Finally, change for the better is officially afoot in the world of private placements. With the world engulfed in the COVID-19 pandemic, this exciting regulatory policy shift comes not only as a much-needed opportunity for the little guy, but could prove to be a significant driver of America’s economic recovery, as well.
On March 4, the SEC proposed sweeping changes to several rules covering private capital raise registration and regulation exemptions, in an effort to “provide a more rational framework, eliminate complexity and increase access to capital while preserving and enhancing important investor protections.”

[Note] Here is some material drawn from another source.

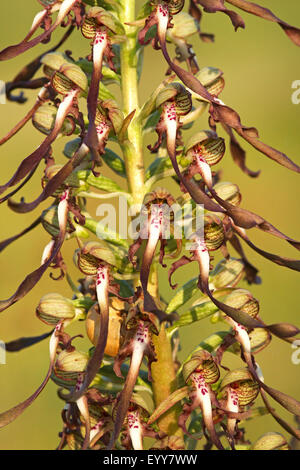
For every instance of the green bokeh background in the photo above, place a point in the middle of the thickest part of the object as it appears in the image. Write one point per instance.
(259, 67)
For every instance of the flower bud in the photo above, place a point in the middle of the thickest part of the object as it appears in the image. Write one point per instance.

Historically the go-to mechanism for most larger, institution and high net worth-focused capital raises is either Reg D 506b or 506c. Reg D will see only minor adjustments. The other expected changes will be to Reg A+, where the maximum annual cap raise limit will increase 50%, from $50 million to $75 million and secondary shareholder participation will also increase 50%, from $15 million to $22.5 million.
Big Change
The most extensive proposed changes however lie within the rules governing Regulation Crowdfunding (Reg CF for short). The Reg CF exemption has—until now—been effectively useless for raising capital due to the $1.07mm cap. Frankly, Reg CF was considered a joke that only a small niche of companies ever utilized, tainted as a trivial way to raise capital. Philosophically, Reg CF has been more akin to a Kickstarter or GoFundMe campaign than to a mainstream method to raise growth capital.

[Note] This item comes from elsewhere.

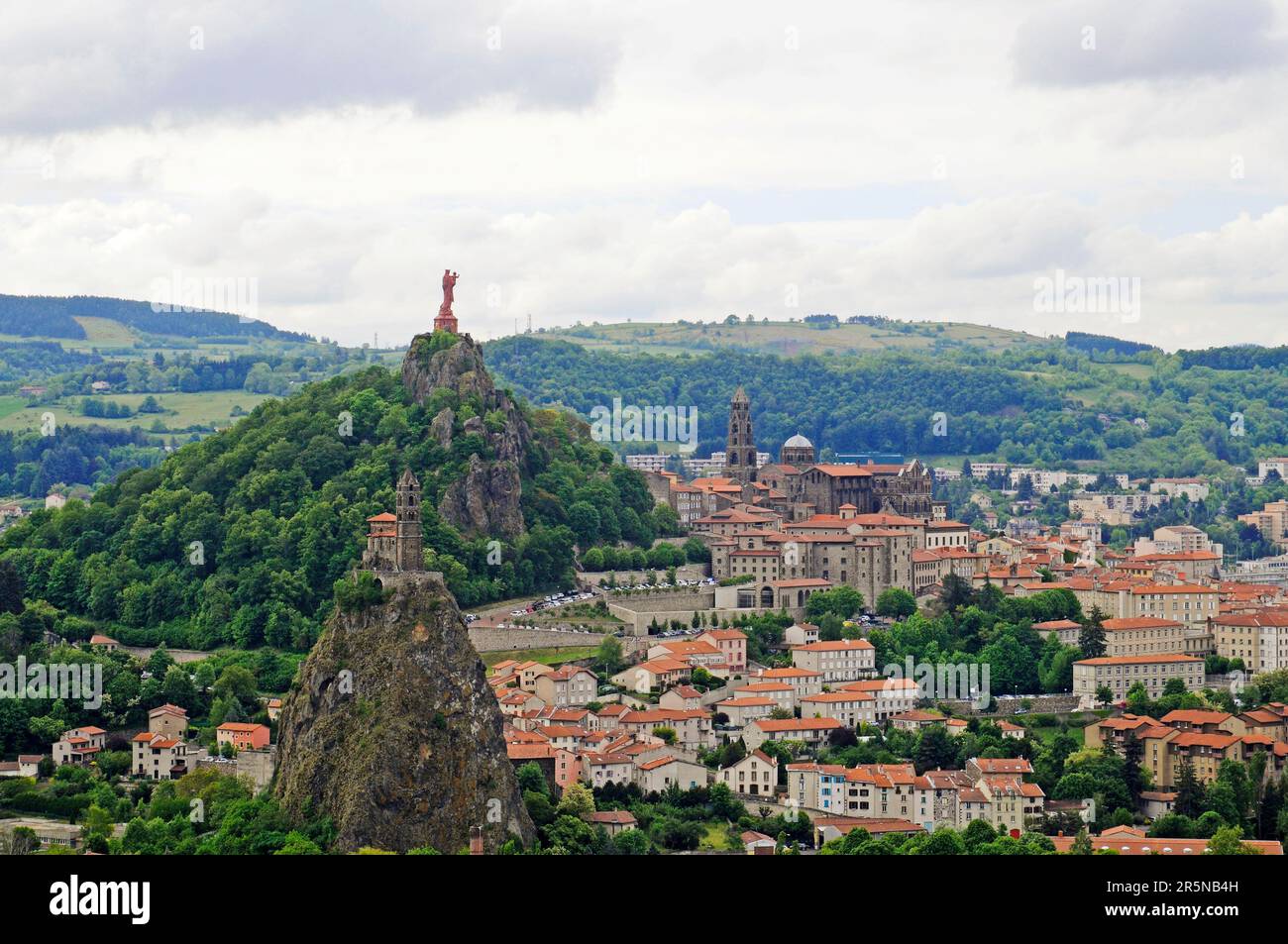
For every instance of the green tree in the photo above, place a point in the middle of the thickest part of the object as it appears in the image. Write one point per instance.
(1091, 639)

With the envisioned Reg CF changes, the private capital universe will experience a positive shockwave for early stage issuers at the Seed and Series A capitalization round levels.
Democratization of Private Investment
Reg CF is the progeny of the 2012 JOBS Act, with the governing rules not taking effect until four years later in 2016. The act sought to create a mechanism for regular, non-accredited (i.e., for lack of better shorthand, “not wealthy”) investors to participate to a greater degree in private capital markets. Additionally, the SEC recognized the difficulty start-ups and early stage companies had accessing capital markets relative to their larger peers. Reg D offerings are only available to accredited investors and institutions often unwilling to take a chance on unproven companies, and frequently involve significant fundraising costs. Meanwhile, Reg A raises are burdened by onerous filing and disclosure requirements often making that type of offering equally unsuitable.

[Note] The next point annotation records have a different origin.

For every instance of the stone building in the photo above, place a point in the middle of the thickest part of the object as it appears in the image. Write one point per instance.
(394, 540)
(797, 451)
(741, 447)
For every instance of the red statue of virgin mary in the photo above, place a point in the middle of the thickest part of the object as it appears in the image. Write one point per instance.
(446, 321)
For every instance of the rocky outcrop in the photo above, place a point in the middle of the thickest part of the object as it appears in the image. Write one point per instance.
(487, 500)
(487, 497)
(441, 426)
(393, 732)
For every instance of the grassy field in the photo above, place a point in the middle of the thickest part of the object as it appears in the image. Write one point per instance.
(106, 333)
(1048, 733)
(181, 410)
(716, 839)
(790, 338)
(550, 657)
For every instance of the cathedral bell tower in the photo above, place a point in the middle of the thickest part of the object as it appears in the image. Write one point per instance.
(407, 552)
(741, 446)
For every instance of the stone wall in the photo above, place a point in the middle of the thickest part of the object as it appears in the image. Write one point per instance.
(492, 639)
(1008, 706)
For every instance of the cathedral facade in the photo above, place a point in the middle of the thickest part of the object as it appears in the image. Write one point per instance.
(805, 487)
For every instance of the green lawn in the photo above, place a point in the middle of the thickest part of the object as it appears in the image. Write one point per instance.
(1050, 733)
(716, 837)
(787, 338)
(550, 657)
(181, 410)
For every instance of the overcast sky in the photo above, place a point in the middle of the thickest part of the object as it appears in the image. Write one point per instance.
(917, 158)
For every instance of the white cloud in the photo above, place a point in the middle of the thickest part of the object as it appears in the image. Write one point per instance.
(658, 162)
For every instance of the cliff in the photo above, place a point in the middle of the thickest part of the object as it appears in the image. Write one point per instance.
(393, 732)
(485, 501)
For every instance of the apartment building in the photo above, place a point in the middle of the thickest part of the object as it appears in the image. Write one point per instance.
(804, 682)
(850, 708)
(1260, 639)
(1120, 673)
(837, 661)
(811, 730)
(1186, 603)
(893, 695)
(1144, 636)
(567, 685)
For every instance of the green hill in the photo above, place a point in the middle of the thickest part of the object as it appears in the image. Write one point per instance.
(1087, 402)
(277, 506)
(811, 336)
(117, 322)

From these policy interests, Reg CF was born—an exemption featuring both the ability to attract capital from regular, non-accredited investors like a Reg A offering, as well as a fairly streamlined filing process more akin to Reg D, with no SEC review of the offering. Liquidity characteristics of Reg CF are similarly a hybrid between Reg D’s general illiquidity and Reg A’s free tradability, with shares largely locked up for the first year, but subsequently liquid.
Because of the dual perception of the lower degree of sophistication of Reg CF investors, and an associated greater risk of fraud in combining this investor pool with small, comparatively speculative capital raises, the SEC imposed certain limitations on these kinds of deals.
Reg CF raises must either take place on specially registered and regulated “funding portals”, which are in turn mandated to serve in a financial educational capacity for their investor members, or be orchestrated by licensed broker-dealers (some portals are also broker-dealers). Issuers are required to make financial statements available to investors, and to file offering materials with the SEC. Subject to additional limitations and more stringently than either Reg D or Reg A placements, only US-based companies not already registered with the SEC are eligible.
Individuals are limited in regard to the amount of money they can invest in Reg CF offerings each year. Investors can deploy the lesser of 5% of net worth or income each year if either is less than $107,000, or the lesser of 10% if both are equal to or greater than $107,000, capping out at a maximum Reg CF investment ceiling of $107,000 per year. Even accredited investors are subject to this cap, although the ability of issuers to run a concurrent Reg D offering provides a de facto relief valve there. Additionally, investments are cancelable and fully refundable during the bulk of the time the raise is under way, and subsequent material changes to the raise result in automatic refunds to investors unless they reaffirm their commitment.